Escape the bleakness of February with some new books. Many of my choices are tackling some hard-hitting subjects in varied and interesting ways. Titles link to full reviews as usual.

  • The House of Impossible Beauties by Joseph Cassara – A raw novel about LGBT life in NYC from the 1970s to the 1990s that weaves together characters whilst placing them firmly in real LGBT history (a good pick for February being UK LGBT History Month).
  • The Hoarder by Jess Kidd – The story of a woman who works as a carer for an eccentric old man and is drawn into the mystery surrounding him in his weird house.
  • Restless Souls by Dan Sheehan – A road trip tragicomedy about friends dealing with PTSD, war, and traumatic childhood events, which often feels like a specific kind of indie film.
  • Home by Amanda Berriman – This novel about the housing crisis and sexual assault told from the point of view of a four-year-old is a tough but also sweet look at life using a distinctive voice.
  • Eat Up by Ruby Tandoh – A quirky book about food and eating, with a style that won’t suit everyone but will appeal to Tandoh’s many Twitter fans.

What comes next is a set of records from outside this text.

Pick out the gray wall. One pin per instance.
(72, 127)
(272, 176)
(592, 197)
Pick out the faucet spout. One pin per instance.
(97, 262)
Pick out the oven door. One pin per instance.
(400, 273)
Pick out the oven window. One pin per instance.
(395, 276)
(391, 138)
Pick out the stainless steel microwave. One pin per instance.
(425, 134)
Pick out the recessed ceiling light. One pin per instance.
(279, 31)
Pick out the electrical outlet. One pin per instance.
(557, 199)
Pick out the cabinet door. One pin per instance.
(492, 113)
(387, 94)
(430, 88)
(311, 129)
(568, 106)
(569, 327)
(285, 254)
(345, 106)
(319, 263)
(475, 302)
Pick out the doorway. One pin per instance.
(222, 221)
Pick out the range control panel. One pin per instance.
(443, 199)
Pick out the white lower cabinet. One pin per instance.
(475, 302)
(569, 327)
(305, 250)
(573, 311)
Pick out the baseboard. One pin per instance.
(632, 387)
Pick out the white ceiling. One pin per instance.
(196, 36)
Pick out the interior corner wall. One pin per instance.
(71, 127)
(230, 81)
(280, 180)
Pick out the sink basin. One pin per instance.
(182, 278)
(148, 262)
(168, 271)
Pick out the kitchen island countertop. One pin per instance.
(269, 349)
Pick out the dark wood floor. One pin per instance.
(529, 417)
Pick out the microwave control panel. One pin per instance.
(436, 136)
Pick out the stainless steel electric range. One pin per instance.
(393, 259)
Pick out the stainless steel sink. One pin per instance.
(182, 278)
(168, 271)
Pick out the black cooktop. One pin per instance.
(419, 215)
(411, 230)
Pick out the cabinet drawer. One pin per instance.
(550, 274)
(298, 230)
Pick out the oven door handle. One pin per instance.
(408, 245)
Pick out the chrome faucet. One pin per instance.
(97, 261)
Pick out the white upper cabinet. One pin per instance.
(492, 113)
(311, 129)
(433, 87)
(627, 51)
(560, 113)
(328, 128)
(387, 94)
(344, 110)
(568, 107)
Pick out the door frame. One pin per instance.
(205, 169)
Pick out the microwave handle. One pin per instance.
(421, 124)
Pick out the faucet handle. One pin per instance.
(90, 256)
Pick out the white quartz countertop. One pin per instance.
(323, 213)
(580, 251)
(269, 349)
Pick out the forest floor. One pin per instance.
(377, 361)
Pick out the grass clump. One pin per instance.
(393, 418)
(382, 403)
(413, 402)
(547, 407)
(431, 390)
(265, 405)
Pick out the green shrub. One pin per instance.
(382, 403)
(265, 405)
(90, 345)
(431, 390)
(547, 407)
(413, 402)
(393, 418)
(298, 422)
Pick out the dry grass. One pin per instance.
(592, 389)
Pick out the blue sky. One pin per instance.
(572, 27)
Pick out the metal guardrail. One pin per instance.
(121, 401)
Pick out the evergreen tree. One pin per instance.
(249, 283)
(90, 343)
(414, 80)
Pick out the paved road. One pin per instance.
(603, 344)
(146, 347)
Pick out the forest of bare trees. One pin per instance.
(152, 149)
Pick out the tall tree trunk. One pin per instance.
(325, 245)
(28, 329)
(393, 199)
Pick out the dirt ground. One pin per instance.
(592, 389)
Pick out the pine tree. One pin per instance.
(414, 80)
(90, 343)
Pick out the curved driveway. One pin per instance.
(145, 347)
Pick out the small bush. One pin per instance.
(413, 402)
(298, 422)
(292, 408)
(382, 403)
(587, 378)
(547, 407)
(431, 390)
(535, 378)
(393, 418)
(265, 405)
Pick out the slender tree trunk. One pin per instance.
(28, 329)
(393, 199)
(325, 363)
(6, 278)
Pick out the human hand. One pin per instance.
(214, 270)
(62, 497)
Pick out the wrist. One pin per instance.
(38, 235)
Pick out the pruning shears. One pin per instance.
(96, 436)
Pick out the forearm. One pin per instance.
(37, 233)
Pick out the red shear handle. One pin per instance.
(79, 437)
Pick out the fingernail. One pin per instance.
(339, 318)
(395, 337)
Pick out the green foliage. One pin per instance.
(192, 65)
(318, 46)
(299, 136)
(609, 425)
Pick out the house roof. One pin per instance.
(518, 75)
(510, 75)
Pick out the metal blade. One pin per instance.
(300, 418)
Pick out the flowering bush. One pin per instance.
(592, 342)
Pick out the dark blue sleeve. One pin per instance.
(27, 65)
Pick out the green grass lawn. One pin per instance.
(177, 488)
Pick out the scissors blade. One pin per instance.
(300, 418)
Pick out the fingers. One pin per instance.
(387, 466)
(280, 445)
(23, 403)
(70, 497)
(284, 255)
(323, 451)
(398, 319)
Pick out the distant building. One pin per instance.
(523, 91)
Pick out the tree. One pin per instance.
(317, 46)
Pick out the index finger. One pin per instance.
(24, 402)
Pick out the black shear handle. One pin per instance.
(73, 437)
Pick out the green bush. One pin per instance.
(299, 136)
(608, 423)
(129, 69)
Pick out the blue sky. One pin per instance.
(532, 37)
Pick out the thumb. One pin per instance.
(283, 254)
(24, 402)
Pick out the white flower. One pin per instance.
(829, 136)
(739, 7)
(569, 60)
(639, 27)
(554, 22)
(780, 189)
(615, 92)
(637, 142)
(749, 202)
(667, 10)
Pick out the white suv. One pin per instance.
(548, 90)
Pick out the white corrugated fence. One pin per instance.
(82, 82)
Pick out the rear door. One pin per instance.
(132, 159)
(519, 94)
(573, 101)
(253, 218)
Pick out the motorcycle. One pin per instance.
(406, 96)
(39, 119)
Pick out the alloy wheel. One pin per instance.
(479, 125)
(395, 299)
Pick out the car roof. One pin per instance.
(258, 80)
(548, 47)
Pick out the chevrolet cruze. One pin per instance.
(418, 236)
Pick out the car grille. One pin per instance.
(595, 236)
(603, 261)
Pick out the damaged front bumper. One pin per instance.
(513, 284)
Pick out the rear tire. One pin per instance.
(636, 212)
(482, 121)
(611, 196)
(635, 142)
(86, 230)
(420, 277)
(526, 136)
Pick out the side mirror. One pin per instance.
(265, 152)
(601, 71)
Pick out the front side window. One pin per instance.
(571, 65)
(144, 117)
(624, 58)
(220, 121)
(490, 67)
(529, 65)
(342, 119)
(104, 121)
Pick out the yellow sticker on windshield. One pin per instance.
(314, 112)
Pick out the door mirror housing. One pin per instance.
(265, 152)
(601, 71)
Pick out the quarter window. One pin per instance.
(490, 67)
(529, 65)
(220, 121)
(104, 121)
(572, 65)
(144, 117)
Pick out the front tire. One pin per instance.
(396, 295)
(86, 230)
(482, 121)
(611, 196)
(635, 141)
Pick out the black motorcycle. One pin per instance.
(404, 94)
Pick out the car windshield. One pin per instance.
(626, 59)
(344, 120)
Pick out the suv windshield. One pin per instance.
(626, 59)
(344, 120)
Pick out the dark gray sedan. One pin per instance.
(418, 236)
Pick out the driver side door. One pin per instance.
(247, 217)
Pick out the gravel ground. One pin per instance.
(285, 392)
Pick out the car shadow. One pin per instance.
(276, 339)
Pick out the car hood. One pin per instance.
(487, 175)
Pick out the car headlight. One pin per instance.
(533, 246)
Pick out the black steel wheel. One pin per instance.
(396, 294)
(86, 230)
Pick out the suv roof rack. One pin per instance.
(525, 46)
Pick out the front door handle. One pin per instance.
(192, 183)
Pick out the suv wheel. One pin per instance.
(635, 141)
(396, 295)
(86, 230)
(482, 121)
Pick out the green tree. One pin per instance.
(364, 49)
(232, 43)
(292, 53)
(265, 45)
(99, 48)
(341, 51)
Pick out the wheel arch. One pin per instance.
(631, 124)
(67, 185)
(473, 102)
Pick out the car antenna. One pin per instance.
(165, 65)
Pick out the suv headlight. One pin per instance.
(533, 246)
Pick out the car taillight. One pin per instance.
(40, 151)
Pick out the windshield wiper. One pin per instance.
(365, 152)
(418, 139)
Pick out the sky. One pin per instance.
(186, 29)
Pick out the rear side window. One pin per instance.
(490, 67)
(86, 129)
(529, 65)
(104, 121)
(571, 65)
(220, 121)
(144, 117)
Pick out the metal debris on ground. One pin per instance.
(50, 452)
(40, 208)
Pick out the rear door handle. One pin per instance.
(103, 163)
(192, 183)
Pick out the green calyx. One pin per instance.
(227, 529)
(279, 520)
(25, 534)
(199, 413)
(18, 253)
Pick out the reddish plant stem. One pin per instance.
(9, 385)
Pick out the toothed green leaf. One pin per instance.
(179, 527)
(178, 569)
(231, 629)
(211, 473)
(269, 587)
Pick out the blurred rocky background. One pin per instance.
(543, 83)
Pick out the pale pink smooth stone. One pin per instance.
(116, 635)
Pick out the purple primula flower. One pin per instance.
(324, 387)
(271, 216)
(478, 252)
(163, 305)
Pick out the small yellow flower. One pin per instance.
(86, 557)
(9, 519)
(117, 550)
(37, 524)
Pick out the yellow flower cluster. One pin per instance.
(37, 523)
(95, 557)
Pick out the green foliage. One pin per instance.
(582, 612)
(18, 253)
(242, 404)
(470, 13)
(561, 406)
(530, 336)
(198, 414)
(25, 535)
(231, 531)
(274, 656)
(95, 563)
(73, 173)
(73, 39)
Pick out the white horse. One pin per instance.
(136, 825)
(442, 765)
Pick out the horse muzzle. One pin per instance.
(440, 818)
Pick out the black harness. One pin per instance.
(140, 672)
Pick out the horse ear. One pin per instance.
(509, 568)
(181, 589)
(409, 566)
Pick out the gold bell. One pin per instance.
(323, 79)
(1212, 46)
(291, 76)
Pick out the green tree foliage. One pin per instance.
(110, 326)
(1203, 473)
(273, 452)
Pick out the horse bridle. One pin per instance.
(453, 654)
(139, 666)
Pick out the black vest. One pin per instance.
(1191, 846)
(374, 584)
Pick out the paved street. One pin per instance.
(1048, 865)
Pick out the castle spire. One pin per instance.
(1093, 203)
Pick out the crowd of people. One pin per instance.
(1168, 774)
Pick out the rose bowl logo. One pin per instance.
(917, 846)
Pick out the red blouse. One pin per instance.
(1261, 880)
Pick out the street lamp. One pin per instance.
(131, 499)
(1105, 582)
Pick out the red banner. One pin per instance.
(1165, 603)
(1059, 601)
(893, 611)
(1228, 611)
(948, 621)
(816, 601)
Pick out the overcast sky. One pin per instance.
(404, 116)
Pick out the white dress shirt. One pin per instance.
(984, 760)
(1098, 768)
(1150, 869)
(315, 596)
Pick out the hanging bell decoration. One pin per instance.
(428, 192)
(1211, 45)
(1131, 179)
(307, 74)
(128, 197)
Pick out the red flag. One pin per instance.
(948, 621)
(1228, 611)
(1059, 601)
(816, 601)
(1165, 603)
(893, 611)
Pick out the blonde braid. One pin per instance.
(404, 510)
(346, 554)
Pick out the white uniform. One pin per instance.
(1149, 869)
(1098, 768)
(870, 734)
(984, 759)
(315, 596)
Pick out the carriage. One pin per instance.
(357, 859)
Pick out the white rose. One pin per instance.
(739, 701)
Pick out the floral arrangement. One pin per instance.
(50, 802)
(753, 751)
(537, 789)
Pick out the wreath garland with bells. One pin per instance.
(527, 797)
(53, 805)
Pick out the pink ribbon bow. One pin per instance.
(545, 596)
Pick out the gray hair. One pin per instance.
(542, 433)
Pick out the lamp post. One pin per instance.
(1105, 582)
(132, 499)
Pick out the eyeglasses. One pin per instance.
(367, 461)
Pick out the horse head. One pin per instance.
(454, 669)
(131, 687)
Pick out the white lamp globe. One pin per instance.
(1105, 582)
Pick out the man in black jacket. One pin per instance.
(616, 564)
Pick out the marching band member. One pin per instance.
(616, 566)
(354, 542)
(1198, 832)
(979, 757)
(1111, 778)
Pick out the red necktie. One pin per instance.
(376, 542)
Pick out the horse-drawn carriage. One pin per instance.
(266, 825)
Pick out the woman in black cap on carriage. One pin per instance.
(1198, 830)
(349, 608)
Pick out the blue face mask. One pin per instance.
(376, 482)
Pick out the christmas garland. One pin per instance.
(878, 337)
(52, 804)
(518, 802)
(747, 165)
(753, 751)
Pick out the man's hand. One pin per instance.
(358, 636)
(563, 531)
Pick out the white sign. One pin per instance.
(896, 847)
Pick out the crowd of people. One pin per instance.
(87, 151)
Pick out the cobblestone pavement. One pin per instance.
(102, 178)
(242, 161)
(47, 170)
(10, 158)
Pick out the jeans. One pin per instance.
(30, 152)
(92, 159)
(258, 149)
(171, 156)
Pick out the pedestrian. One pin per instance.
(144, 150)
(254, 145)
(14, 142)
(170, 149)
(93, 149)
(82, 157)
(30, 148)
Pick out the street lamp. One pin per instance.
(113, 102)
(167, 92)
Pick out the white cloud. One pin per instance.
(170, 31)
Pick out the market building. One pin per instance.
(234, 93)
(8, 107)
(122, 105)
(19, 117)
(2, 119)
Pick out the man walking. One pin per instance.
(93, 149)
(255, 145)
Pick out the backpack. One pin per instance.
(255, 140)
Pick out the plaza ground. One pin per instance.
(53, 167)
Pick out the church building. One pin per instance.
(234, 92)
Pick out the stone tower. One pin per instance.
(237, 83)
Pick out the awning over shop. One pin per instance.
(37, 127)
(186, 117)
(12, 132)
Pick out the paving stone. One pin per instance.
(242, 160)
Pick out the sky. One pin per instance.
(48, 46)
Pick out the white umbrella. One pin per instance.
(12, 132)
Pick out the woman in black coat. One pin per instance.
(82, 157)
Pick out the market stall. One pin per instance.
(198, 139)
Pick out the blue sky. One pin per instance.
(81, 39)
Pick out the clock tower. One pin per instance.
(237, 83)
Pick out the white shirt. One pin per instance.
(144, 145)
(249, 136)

The House of Impossible Beauties by Joseph Cassara

The House of Impossible Beauties is a moving and raw novel about gay and trans life in New York City in the late 1970s to the early 90s. It follows Angel, Venus, Daniel, and Juanito in the underground ball scene of Harlem as they come together and form the city’s first all-Latino house. The AIDS crisis, sex work, rejection, love, drugs, and a lot more feature in this novel that blends real life locations and characters inspired by elements of real people with fictional stories that are full of heart and fight for life.

Cassara moves between characters’ narratives to weave their personal tales and histories together before they even meet, in a way that does well to keep the reader invested in all of the main characters, who are flawed and desperate in the city and have all fled from something. The novel is about resilience and love—finding a new family as well as sex and romance—but also highlights how these cannot always protect people from the harsher sides of life. The ending of the book is quite heartbreaking, though the way it is written makes it seem part of life too.

The House of Impossible Beauties blends important LGBT history with moving and vibrant characters to show the ups and downs of life, particularly for its two central characters from the start, both trans women with complicated families who look for new kinds of family. The book isn’t a particularly happy read, but it gives a real sense of the city and the trans and gay culture that underpins it.